The Czar paused impressively and the Duke said,
“I am afraid, Sire, I have forgotten that particular Psalm.”
“‘ I will say of the Lord, He is my refuge and fortress, my God, in Him will I trust ’,” the Czar quoted.
His voice had deepened and sounded impressive as he added,
“Golitzen convinced me that the opening of the Bible at this place was not a coincidence but a direct message from God.”
“I hope the Prince was right,” the Duke commented dryly.
“I am sure of it!” the Czar said. “All night I have been reading the Bible and meditating on God and our situation. I believe we will be saved.”
The Duke found it difficult not to remark that the Russians would certainly need the help of the Almighty as they could not hope to rely entirely on their Army.
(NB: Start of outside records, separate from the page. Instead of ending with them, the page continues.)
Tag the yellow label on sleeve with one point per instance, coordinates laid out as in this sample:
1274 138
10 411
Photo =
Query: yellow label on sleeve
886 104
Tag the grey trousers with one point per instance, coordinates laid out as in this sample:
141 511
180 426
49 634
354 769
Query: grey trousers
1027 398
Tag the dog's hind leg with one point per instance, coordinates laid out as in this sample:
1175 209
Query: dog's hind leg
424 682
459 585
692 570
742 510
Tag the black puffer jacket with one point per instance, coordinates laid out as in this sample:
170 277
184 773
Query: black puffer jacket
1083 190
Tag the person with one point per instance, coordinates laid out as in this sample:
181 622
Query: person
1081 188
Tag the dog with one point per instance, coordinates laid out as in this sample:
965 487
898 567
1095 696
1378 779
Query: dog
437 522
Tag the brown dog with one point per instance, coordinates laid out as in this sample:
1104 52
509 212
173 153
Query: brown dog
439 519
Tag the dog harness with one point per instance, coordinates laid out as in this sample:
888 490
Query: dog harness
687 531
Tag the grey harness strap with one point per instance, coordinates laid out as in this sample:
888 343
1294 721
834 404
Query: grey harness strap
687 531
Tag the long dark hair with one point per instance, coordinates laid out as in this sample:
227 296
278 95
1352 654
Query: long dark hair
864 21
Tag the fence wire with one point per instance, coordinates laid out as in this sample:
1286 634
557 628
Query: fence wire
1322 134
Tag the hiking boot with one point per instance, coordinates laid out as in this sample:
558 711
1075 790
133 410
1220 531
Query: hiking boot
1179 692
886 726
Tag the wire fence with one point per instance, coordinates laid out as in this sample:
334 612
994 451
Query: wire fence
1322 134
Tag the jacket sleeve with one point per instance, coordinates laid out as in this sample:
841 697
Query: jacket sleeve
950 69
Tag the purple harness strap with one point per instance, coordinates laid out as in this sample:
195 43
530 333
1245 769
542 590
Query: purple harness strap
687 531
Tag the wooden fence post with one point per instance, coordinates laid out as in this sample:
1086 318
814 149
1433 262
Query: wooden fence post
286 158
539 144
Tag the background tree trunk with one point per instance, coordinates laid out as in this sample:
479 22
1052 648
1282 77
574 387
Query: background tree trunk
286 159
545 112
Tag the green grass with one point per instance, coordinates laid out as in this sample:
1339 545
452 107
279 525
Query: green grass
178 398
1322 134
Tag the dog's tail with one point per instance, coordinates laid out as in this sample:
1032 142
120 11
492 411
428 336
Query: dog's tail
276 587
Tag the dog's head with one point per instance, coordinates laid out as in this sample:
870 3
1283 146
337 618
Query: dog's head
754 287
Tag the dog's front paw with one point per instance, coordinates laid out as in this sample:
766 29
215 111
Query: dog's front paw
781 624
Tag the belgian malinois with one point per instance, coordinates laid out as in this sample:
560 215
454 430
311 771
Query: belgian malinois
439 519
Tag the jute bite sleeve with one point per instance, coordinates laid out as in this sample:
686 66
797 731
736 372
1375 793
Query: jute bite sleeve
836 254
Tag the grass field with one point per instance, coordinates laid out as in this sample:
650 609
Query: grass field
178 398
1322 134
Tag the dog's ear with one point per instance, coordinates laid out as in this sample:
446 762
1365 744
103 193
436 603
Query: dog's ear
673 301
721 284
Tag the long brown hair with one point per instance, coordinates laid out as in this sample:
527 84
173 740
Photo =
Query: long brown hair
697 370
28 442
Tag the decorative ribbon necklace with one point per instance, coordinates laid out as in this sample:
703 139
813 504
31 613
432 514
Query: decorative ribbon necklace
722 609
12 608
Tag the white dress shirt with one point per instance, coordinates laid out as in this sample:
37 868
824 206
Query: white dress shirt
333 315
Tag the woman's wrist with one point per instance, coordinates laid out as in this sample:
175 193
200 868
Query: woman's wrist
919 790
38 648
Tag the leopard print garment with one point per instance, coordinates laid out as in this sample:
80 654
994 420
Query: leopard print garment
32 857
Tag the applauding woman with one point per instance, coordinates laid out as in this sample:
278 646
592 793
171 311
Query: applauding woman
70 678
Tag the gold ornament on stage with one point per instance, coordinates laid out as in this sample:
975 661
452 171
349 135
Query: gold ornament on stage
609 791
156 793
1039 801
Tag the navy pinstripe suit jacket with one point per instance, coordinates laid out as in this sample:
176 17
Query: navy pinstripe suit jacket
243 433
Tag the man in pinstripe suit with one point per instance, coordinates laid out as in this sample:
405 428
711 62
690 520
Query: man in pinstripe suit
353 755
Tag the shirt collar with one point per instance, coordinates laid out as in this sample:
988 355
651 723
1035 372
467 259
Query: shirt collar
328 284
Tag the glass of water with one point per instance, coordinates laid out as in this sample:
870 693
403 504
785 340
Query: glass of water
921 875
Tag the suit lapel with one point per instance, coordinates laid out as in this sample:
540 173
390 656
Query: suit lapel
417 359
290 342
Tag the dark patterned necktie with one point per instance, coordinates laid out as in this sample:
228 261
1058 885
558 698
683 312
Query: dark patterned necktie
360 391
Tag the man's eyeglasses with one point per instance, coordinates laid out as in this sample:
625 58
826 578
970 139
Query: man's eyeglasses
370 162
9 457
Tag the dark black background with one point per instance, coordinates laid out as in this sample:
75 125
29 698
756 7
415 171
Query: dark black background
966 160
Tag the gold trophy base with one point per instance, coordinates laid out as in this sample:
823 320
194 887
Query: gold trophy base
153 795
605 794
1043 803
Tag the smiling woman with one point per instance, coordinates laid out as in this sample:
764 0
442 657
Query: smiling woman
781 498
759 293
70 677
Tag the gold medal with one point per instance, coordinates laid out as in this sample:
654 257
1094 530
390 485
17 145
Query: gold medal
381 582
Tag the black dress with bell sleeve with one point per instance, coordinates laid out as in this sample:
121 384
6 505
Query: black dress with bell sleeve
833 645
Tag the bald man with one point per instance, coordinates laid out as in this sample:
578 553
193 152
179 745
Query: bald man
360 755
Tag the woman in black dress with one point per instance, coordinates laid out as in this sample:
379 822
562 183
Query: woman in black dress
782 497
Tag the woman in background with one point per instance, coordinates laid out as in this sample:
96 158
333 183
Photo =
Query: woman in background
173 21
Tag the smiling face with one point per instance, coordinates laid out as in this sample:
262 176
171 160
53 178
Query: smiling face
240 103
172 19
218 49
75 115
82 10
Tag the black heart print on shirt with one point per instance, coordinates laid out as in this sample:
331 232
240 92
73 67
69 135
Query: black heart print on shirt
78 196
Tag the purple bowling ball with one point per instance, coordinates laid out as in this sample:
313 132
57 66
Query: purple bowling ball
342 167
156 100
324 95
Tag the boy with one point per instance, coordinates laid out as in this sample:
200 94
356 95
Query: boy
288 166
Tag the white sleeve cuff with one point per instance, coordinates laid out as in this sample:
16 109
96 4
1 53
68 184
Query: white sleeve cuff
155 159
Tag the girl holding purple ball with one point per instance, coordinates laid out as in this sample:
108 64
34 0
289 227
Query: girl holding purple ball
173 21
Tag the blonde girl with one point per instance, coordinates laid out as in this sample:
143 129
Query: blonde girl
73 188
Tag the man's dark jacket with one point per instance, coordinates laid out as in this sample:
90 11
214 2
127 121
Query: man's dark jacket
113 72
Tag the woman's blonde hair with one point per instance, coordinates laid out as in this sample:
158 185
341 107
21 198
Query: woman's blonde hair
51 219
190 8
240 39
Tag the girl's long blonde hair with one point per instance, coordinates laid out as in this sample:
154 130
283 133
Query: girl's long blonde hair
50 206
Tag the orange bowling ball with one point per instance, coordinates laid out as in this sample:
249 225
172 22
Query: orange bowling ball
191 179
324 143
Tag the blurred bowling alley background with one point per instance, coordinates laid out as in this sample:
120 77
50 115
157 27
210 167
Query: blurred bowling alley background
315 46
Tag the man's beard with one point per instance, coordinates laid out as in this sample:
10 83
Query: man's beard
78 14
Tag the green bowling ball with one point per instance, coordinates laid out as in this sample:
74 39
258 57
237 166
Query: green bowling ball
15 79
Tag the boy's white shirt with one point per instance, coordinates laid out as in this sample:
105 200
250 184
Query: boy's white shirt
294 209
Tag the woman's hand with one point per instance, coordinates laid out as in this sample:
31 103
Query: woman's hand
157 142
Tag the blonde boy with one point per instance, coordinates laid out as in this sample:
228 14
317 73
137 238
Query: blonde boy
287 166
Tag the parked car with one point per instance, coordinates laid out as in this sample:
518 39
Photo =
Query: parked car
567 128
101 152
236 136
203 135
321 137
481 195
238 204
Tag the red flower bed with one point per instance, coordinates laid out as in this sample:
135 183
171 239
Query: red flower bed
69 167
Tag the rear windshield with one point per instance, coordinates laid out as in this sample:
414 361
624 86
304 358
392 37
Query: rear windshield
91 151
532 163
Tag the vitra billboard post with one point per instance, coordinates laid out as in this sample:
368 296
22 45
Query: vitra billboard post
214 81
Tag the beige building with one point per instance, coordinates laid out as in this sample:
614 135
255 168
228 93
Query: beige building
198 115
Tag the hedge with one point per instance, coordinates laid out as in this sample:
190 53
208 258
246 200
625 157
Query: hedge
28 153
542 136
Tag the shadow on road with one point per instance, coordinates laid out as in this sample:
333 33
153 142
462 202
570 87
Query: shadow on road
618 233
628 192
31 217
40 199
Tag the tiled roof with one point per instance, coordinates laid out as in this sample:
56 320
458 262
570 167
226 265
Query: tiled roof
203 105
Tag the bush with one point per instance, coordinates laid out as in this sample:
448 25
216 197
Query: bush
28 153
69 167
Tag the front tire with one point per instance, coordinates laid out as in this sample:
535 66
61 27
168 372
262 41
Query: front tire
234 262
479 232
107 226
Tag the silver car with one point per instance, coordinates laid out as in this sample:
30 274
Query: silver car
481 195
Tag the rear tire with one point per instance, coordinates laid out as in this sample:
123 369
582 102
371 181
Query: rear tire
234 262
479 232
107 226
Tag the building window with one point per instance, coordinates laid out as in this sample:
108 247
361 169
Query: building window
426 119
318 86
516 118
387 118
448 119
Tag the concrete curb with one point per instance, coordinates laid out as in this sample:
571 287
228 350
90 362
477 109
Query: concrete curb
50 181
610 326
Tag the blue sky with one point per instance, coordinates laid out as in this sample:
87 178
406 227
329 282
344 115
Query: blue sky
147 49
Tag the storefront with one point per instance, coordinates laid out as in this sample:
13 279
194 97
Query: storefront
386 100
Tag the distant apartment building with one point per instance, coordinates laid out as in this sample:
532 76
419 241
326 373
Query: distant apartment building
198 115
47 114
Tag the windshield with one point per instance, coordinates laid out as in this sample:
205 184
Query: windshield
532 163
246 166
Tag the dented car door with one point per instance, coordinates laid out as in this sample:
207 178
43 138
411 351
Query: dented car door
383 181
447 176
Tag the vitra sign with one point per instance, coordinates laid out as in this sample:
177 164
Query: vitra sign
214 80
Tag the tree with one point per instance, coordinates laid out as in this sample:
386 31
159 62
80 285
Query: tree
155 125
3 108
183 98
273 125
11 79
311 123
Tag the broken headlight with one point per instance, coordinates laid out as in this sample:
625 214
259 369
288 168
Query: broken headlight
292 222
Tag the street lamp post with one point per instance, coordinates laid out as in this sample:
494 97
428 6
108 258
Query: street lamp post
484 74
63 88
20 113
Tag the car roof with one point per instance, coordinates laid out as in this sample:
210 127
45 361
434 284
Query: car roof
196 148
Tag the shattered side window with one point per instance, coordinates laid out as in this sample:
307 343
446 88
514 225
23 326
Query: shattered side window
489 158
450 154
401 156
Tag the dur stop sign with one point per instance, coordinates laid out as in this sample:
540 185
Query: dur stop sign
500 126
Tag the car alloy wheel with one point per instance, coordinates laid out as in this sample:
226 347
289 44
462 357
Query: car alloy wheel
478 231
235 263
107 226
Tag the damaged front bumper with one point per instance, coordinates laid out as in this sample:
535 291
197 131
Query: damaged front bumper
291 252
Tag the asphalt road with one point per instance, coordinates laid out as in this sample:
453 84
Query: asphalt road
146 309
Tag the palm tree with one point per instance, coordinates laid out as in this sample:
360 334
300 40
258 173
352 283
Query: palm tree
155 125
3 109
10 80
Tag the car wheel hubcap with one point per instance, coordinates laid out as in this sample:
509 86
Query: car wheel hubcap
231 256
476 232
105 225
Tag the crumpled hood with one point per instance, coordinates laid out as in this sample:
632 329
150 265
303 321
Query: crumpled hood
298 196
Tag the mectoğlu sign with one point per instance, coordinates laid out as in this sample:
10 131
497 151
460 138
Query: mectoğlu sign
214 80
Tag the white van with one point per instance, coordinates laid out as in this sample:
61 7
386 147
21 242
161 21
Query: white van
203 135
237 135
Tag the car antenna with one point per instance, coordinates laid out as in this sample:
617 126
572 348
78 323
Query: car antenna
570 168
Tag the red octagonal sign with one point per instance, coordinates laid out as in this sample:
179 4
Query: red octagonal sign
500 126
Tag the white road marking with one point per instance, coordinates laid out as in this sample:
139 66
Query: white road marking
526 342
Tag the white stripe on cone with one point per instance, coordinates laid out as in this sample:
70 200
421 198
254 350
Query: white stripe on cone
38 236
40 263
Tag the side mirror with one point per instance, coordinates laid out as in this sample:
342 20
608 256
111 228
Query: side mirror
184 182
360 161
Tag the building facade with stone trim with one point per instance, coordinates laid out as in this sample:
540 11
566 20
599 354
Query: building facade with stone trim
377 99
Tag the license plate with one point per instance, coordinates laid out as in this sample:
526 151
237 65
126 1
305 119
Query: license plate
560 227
Before he left England, he had seen a report by Dr. Clarke, an Englishman who had paid a visit the Tula arms factory only two years earlier in 1810 and he had been appalled by the incompetence he found there.
His report said,
“ The machinery is ill-constructed and worse preserved. Everything seemed out of order. Workmen with long beards stood staring at each other wondering what was to be done next, while their intendants or directors were either drunk or asleep. Notwithstanding all this, they pretended to issue thirteen hundred muskets a week from the manufactory !”
“What was the actual figure?” the Duke had asked.
“I have no idea,” was the answer, “but we have learnt that the Russian muskets, besides being clumsy and heavy, misfire five times out of ten and are liable to burst when they are discharged.”
The Duke had thought that French spies must have provided Napoleon Bonaparte with the same type of report as Dr. Clarke’s.
On invading Russia he was doubtless anticipating that the resistance he would encounter would not be very effective against his forces, highly organised and armed as they were with the latest most up to date equipment.
It would, however, have been pointless and merely unkind to repeat any of this to the Czar. So the Duke did his best to talk of other things, knowing that there was nothing to be gained by having ‘The Little Father’ of such a great country in such depths of despair.
‘Perhaps things will turn out better than I anticipate,’ he told himself optimistically.
But he found, when he moved amongst the Royal Family and other people staying in the Winter Palace, that they were as apprehensive as he was.
He also found the whole atmosphere so depressing that he decided to call on Princess Ysevolsov whom he had known for many years.
He had found when he arrived at The Winter Palace, a letter written in her usual animated and flowery manner, begging him to take the first opportunity he could find of renewing their friendship.
“ My poor husband is, of course, away on the Battlefield ,” she wrote, but I will receive you with open arms as one of my closest and dearest friends in England and I want too for you to meet my Little Tania. She was only ten or eleven when you last saw her. Now she is very beautiful and, when this tiresome War is over, I want to present her to our friends in London and have her make her curtsey to the Queen at Buckingham Palace. ”
The Duke had read the letter and found quite a lot of information written ‘between the lines’. He knew that Prince Ysevolsov was one of the richest men in Russia. His family, like other members of the Nobility for some generation’s past not only owned huge estates but a fantastic number of serfs.
Prince Ysevolsov, the Duke remembered, was supposed to own twenty-five thousand serfs in different Provinces of the country.